Nonlinear Estimators and Tail Bounds for Dimension Reduction in l1 Using Cauchy Random Projections

Ping Li; Trevor J. Hastie; Kenneth W. Church

Nonlinear Estimators and Tail Bounds for Dimension Reduction in l1 Using Cauchy Random Projections

Ping Li, Trevor J. Hastie, Kenneth W. Church; 8(83):2497−2532, 2007.

Abstract

For dimension reduction in the l₁ norm, the method of Cauchy random projections multiplies the original data matrix A ∈ ℝ^n×D with a random matrix R ∈ ℝ^D×k (k≪D) whose entries are i.i.d. samples of the standard Cauchy C(0,1). Because of the impossibility result, one can not hope to recover the pairwise l₁ distances in A from B=A×R∈ ℝ^n×k, using linear estimators without incurring large errors. However, nonlinear estimators are still useful for certain applications in data stream computations, information retrieval, learning, and data mining.
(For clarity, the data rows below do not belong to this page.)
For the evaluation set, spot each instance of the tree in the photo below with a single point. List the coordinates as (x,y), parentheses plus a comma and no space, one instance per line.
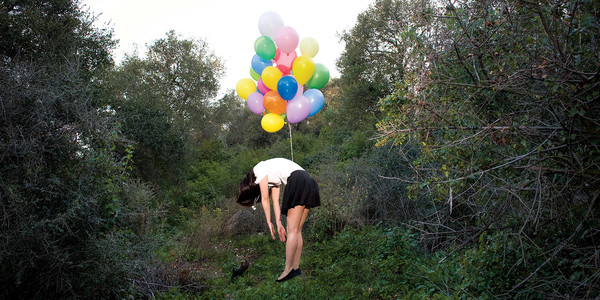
(59,182)
(164,104)
(501,99)
(373,59)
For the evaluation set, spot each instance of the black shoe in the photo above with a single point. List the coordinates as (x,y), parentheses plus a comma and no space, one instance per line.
(289,276)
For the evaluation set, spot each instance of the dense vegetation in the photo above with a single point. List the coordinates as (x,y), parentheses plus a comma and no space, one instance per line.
(457,156)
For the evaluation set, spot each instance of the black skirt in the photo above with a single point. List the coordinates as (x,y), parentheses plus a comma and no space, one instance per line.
(301,189)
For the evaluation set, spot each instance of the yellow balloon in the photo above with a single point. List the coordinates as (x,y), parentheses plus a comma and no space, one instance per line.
(271,76)
(303,68)
(309,47)
(272,122)
(245,87)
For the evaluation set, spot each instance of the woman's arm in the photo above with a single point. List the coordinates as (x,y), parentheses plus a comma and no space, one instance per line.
(264,195)
(277,210)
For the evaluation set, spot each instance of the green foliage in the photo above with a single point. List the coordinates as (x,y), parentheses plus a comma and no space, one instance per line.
(162,101)
(503,131)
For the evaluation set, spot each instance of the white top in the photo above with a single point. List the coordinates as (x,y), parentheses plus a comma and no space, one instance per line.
(277,170)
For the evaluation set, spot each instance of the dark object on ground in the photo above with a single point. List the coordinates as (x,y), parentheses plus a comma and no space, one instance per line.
(290,275)
(239,271)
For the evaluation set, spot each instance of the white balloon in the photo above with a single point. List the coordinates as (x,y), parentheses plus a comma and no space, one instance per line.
(269,23)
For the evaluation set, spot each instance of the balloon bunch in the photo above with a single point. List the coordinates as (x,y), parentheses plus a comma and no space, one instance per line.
(279,76)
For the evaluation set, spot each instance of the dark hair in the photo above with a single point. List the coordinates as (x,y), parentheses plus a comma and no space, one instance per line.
(249,190)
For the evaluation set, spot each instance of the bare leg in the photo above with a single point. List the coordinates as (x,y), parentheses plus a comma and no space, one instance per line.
(298,253)
(294,218)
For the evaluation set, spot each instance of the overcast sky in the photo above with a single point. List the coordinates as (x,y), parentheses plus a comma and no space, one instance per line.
(229,26)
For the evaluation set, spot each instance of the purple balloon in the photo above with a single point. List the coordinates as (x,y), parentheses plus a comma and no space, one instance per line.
(287,87)
(316,99)
(259,64)
(298,109)
(255,103)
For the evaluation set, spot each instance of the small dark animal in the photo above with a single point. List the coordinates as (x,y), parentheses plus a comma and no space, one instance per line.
(239,271)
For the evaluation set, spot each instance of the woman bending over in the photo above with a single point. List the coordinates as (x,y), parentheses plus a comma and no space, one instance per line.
(301,193)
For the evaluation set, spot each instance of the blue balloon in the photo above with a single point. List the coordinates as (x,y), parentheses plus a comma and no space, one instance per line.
(316,99)
(287,87)
(259,64)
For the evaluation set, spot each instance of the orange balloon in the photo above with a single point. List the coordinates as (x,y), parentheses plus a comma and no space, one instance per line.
(274,103)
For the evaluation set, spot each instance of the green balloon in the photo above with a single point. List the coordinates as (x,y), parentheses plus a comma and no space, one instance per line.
(265,47)
(254,75)
(320,77)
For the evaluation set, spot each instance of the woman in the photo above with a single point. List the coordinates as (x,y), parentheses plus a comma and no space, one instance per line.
(300,195)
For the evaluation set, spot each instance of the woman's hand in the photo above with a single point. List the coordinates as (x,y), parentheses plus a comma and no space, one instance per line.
(281,231)
(271,229)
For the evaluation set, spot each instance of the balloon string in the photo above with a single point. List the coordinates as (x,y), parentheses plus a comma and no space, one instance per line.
(291,144)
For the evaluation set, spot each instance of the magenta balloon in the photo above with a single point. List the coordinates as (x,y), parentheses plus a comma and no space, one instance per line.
(298,109)
(284,61)
(287,39)
(300,91)
(262,88)
(255,103)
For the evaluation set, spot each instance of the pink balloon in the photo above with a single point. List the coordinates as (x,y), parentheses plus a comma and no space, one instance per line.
(255,103)
(300,91)
(287,39)
(284,61)
(298,109)
(262,88)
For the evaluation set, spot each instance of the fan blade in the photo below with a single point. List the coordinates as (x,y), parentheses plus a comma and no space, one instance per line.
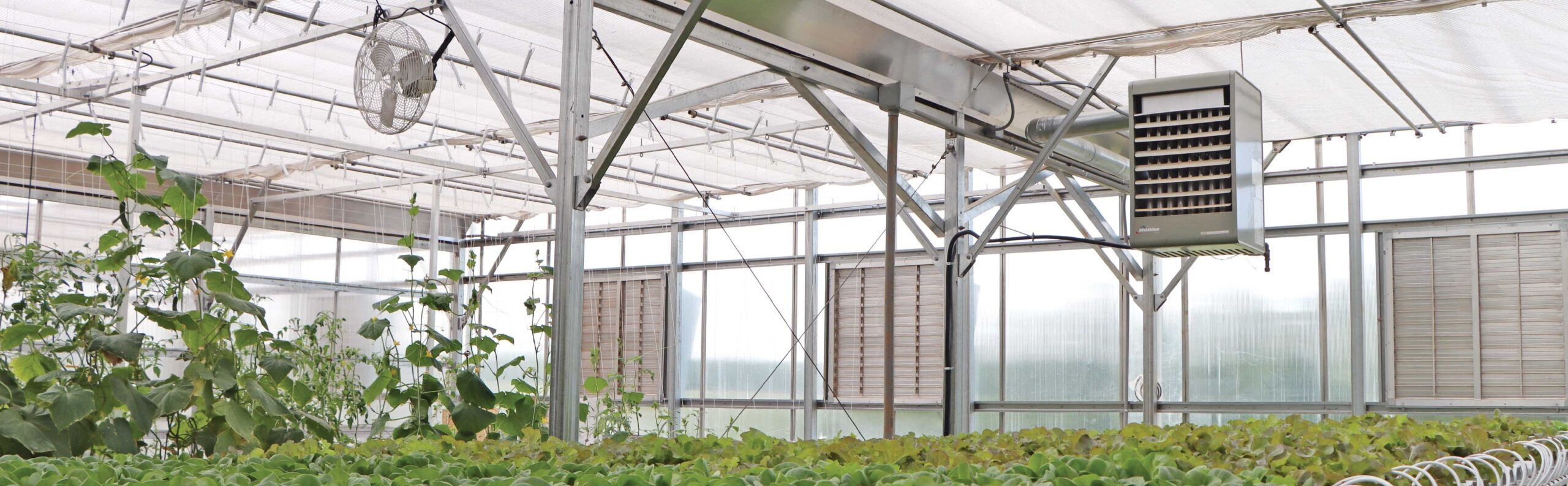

We study three types of nonlinear estimators: the sample median estimators, the geometric mean estimators, and the maximum likelihood estimators (MLE). We derive tail bounds for the geometric mean estimators and establish that k = O(log n / ε²) suffices with the constants explicitly given. Asymptotically (as k→∞), both the sample median and the geometric mean estimators are about 80% efficient compared to the MLE. We analyze the moments of the MLE and propose approximating its distribution of by an inverse Gaussian.